What excites me here is this opportunity, and my group's work is now pivoting to looking at community-based solutions and platforms for building climate adaptation and resilience, particularly influencing behaviors and practices that relate to gender inequities and climate change, because the biggest impact of climate change in many geographies is on women. Women who have work in the fields and bring water for their households. They don't have the same ability as men to, number one, regulate their timings in extreme heat. Secondly, also in terms of reducing their own personal exposure. More often than not, they also have to cook indoors where the effect of environmental heat and pollution is quadrupled.

Climate change is such a big issue, what sort of impact can you have if you are focused on community-level interventions and adaptations?

Dr. Bhutta: Everything makes a difference. One hundred villages can easily multiply to 100,000 villages. This is how community health worker programs started.

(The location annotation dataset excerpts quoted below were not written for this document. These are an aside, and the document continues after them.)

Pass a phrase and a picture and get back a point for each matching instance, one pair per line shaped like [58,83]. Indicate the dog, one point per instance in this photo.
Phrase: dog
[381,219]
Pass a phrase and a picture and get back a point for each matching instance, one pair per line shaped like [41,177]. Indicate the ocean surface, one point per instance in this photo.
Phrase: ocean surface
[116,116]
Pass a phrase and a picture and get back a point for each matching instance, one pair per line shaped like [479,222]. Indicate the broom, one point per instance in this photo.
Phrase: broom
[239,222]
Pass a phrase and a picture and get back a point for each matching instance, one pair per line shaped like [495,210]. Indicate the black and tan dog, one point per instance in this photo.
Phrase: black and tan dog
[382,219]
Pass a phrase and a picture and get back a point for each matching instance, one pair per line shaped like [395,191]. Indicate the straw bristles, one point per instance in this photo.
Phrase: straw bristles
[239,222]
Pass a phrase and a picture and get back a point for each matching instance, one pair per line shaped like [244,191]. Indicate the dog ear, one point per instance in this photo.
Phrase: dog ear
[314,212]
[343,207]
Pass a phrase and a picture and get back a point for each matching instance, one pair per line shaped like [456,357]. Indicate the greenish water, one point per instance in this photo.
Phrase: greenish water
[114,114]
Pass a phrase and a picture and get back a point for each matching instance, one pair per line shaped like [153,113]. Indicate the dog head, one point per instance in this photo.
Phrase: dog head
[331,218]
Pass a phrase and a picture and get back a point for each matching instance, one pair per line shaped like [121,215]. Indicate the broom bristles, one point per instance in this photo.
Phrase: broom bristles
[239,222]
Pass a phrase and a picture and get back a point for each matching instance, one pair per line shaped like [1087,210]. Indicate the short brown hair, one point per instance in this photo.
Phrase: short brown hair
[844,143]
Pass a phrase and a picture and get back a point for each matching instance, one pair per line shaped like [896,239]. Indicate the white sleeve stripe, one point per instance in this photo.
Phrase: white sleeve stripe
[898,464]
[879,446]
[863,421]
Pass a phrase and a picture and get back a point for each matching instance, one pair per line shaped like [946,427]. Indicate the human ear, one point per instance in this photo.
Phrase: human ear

I've spent much of my life in global health working on community-based solutions through community health workers. If you now go back to some of the evidence from the 1970s of how community health worker programs started, they also started very small. They weren't national programs. They were one area, one district, two districts, but gradually the momentum built around their viability, their effectiveness. It soon became clear that investing in community health worker programs provided an opportunity to do something for women and children that was much more effective than building a big hospital. Slowly and steadily, that's happened, but it's taken time.